In 1928, when he triumphantly defeated Al Smith, Hoover seemed profoundly different from his two Republican predecessors, Warren G. Harding and Calvin Coolidge. Hoover had an international reputation as an engineer, a creative organizer of vast relief programs, and an administrator. If any President seemed qualified, even tailor-made, to address a great economic crisis, Hoover was.
Yet Hoover made two fatal mistakes:
(i) he assumed that government need only join hands with the business community and permit them to carry the ball in reinvigorating the economy; and
(ii) he believed that, while government could use its power to encourage recovery, it could not and should not apply that power directly, lest it risk bringing a dictatorship in its wake. These assumptions, whether valid or invalid as a matter of economic reality, were a recipe for political suicide.
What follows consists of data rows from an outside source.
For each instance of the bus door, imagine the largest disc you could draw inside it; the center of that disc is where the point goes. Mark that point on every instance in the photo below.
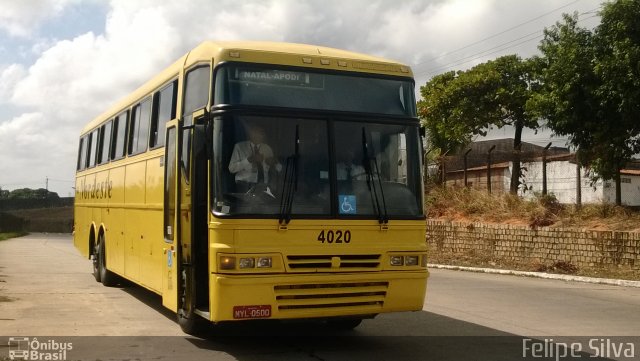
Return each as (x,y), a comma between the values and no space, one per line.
(169,264)
(193,296)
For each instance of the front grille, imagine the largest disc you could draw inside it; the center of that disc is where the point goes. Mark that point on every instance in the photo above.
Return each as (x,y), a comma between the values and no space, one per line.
(316,263)
(370,295)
Realizing these new truths, economists and legal theorists busily got to work proposing ways that government could use its power to prevent a similar economic catastrophe in future and hoping that a future President would draw on their ideas.
If Hoover was to be cast aside in 1932, who and what would take his place? The question facing the American people confronted other nations in this period; many nations, newly dubious of the virtues of political democracy, discarded it as a luxury that a depression-stricken people could no longer afford. At the same time that Hoover was preparing to turn over the Presidency to his successor, Adolf Hitler became Chancellor of Germany; other European and Asian nations either were moving in the direction of totalitarian dictatorships (Italy, Japan), convulsing in civil war (Spain), or desperately and unavailingly trying to repel foreign invasions (China). Even in the United States, rumors abounded of would-be dictators seeking drastic change.
On January 20, 1933, as she rode in the inauguration parade of her husband, First Lady-to-be Eleanor Roosevelt noted the expectant silence of the crowds lining the parade route. It frightened her, she confessed to her friends. And, though he did not show it, it frightened Franklin D. Roosevelt as well.